Colby C. Vokey, LtCol, USMC (Ret.) | June 4, 2015
The Senate voted to advance the USA Freedom Act as expected. While this act still leaves a lot to be desired, it does contain one vital provision – a requirement that the secretive Foreign Intelligence Surveillance Court appoint an attorney advocate to advise the court in cases involving novel or significant interpretations of law, including input on privacy and civil liberties concerns. While this small measure of oversight still falls short of the reform needed and the powers of the special advocate are limited, it is nonetheless a vital provision that is the beginning of some checks and balances. However, Senator Mitch McConnell (R.-Ky.) tried to push an amendment that would weaken the special advocate provisions in the USA Freedom Act.
This is where I, as a member of the Liberty and Security Committee of the non-partisan group, The Constitution Project, went into action. The Constitution Project organized a number of national security experts to urge the Senate to reject Senator McConnell’s amendment. It worked. The Senate then rejected the amendment by a vote of 56 to 42.

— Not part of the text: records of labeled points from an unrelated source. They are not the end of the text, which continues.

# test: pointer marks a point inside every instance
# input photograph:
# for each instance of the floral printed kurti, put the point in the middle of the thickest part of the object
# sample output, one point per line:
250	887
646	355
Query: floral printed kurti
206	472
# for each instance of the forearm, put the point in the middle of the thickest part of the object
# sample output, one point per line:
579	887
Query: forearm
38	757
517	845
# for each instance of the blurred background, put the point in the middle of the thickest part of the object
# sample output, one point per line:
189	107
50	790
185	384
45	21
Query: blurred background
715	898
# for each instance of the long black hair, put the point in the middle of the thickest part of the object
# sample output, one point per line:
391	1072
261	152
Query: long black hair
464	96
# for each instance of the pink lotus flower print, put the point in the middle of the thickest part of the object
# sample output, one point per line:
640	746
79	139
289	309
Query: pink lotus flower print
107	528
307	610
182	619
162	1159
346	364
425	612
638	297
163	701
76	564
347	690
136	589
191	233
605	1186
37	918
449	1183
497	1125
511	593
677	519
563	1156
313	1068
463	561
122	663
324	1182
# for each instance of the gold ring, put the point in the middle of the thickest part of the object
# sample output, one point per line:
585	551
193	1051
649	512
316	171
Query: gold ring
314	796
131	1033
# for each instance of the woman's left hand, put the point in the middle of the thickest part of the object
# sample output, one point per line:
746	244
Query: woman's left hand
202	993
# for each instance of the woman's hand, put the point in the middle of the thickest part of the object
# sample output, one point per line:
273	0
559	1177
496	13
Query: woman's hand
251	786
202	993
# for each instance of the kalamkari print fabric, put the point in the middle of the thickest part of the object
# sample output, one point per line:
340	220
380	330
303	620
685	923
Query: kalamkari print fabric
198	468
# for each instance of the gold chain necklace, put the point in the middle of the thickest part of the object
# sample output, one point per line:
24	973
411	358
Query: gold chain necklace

The Constitution Project Senior Counsel, Rita Siemion, provided a press release that summed up our efforts and the effect. Siemion said, “This amendment is clearly intended to gut the already limited authority of a special advocate, thereby keeping the American people in the dark about the operation and decisions of the FISA court, which in the past has allowed the NSA to amass the phone records of millions of Americans. As Judge Sack recently noted in the Second Circuit decision finding the NSA phone records program illegal, having an advocate at the FISA court would improve the decision-making of the court and allow the public to have greater confidence in rulings.”
While the USA Freedom Act still falls way short of the protections and oversight that should be in place, the defeat of this amendment is one small victory for Americans and for freedom.